A reviewer wrote in the journal Man : “The result is this magnificently printed and illustrated mixture of travel notes and impressions, historical and archeological research, political ratiocination, and geographical information.” He was talking about Henry Finnis Blosse Lynch’s Armenia: Travels and Studies, which became the premier source of historical and geographic information about Armenia at the beginning of the twentieth century.
Lynch was a British traveler and politician with an Armenian connection. His maternal grandfather, Robert Taylor, was a twenty-year-old ensign member of the British East India Company sent to Persia who eloped with the twelve-year-old Rosa, daughter of an Armenian merchant of Shiraz, in the 1790s. One of his daughters, Caroline, married Lt. Henry Blosse Lynch, of the East India Company navy. In 1841 the latter founded Lynch Brothers in Baghdad, a commercial firm that exported goods from Great Britain to Mesopotamia, along with two of his brothers. One of them, Thomas, a classical scholar at Trinity College in Dublin, ended up marrying Harriet, Caroline’s sister, who became the mother of H. F. B. Lynch, and the other, Stephen, married a daughter of another Armenian merchant.
Henry F. B. Lynch was born on April 18, 1862, in London. He was educated at Eton College, the University of Heidelberg (Germany), and Trinity College in Cambridge. He relinquished a career in law in favor of working for Lynch Brothers. In the late 1880s, he was sent to Baghdad to learn the company business and expand it into Persia. He became the company's chairman in 1896.

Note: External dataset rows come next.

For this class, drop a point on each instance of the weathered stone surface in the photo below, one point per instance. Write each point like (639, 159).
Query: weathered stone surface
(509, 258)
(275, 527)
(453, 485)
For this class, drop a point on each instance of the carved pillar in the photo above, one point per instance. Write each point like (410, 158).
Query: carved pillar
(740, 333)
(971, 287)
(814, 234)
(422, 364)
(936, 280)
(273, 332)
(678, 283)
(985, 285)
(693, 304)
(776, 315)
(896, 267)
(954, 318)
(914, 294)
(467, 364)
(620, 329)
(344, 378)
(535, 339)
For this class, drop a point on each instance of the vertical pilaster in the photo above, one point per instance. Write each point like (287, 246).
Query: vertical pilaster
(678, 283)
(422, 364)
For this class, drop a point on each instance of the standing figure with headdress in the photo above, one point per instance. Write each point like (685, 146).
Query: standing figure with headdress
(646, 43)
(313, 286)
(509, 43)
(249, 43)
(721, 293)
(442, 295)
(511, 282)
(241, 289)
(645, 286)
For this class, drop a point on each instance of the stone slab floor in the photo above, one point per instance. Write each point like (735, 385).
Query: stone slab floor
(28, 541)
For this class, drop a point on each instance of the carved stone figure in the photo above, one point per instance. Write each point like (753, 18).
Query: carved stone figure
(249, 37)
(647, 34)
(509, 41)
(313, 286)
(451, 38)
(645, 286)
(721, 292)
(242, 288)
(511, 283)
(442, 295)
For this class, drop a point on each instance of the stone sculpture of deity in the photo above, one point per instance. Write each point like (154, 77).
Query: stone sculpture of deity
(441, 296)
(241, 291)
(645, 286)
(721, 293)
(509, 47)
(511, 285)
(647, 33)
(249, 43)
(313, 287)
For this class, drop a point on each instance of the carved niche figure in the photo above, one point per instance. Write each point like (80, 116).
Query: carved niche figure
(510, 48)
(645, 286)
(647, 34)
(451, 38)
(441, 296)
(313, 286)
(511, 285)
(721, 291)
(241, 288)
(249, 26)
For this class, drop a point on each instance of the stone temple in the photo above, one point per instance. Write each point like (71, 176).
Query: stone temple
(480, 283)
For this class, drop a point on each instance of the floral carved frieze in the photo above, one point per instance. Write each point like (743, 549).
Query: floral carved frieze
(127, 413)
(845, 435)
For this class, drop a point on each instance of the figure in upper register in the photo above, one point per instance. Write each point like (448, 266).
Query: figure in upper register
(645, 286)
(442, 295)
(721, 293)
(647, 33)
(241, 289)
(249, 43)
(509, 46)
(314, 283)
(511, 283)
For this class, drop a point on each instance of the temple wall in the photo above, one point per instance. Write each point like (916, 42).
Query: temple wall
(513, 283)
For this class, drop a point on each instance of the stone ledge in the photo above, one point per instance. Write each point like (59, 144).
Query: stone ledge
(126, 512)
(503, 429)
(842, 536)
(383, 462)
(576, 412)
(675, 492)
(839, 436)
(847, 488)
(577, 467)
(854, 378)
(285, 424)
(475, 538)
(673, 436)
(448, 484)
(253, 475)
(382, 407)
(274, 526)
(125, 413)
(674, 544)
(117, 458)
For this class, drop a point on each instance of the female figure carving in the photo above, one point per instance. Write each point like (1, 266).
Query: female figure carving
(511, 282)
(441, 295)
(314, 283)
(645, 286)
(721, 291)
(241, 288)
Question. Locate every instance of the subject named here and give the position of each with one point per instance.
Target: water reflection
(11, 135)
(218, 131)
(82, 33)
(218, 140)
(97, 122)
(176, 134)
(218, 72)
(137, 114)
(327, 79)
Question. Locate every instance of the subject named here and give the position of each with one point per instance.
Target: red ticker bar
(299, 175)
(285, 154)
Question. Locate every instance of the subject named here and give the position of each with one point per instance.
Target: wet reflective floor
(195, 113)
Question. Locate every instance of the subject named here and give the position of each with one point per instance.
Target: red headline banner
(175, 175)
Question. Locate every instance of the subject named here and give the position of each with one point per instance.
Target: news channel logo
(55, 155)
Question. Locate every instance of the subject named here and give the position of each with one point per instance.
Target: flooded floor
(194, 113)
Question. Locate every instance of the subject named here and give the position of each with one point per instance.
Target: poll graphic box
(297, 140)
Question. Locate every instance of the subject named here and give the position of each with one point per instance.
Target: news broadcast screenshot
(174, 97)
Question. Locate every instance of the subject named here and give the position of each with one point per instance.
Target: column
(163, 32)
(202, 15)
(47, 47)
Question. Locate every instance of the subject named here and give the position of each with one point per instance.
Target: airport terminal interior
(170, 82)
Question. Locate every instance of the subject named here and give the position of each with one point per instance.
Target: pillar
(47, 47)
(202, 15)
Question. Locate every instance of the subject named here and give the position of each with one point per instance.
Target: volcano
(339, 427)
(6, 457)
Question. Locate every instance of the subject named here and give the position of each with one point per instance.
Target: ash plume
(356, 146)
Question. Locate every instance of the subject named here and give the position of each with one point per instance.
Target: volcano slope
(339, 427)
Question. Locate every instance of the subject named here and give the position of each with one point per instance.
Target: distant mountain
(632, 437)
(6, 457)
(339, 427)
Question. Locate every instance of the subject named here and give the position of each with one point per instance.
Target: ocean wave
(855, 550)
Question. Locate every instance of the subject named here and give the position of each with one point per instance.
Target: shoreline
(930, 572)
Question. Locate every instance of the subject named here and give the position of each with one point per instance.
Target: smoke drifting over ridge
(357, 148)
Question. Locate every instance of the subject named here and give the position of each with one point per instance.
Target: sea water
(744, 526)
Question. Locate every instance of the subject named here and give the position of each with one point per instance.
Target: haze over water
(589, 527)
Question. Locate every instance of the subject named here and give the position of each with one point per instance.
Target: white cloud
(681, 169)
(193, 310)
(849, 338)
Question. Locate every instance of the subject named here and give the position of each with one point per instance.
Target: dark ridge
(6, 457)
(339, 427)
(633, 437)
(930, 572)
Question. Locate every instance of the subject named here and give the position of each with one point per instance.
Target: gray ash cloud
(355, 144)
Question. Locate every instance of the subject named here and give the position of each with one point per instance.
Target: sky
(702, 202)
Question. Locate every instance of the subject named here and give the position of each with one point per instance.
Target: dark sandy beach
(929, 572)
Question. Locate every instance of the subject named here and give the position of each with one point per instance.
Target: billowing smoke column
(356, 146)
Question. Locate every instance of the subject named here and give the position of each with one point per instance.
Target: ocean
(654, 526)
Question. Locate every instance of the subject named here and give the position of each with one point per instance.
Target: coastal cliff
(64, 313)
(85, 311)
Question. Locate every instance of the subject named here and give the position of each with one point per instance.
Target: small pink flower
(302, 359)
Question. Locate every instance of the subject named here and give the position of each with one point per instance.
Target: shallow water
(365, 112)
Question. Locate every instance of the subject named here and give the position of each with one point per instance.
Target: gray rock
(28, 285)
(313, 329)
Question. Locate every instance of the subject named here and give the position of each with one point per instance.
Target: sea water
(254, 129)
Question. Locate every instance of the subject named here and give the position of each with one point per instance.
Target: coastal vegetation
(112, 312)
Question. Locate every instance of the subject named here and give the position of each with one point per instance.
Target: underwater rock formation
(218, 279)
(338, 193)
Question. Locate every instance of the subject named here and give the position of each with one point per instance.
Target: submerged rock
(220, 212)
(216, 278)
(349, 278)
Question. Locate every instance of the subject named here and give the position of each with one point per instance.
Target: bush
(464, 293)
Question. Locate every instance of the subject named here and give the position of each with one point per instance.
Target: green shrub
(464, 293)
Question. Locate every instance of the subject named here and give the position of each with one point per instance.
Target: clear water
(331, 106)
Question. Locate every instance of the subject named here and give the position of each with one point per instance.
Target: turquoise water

In the meantime, his Armenian connection—which he avoided to mention in his book—possibly led him to undertake a seven-month trip to Armenia in 1893-1894, where he attended the consecration of Khrimian Hayrig as Catholicos. He would have another four-month trip in 1898, accompanied by F. Oswald, with whom he collaborated in producing a detailed map of historic Armenia and its neighbors. Three years later, he published his two volume book, Armenia . It was reprinted in 1967, 1990, and 2011. The reprint of 1990 was undertaken by the Armenian Prelacy. The two-volume set along with a beautiful color reproduction of his original map were quickly sold-out. The book was translated twice into Armenian (London, 1902, and Constantinople, 1913-1914). He wrote on the Cathedral of Ani, for instance: “The impression which we take away from our survey of these various features is that we have been introduced to a monument of the highest artistic merit, denoting a standard of culture which was far in advance of the contemporary standards in the West.”
Lynch was elected in 1906 as a member of the British Parliament for Ripon, but was defeated in 1910. He suddenly passed away at Calais (France) on November 24, 1913.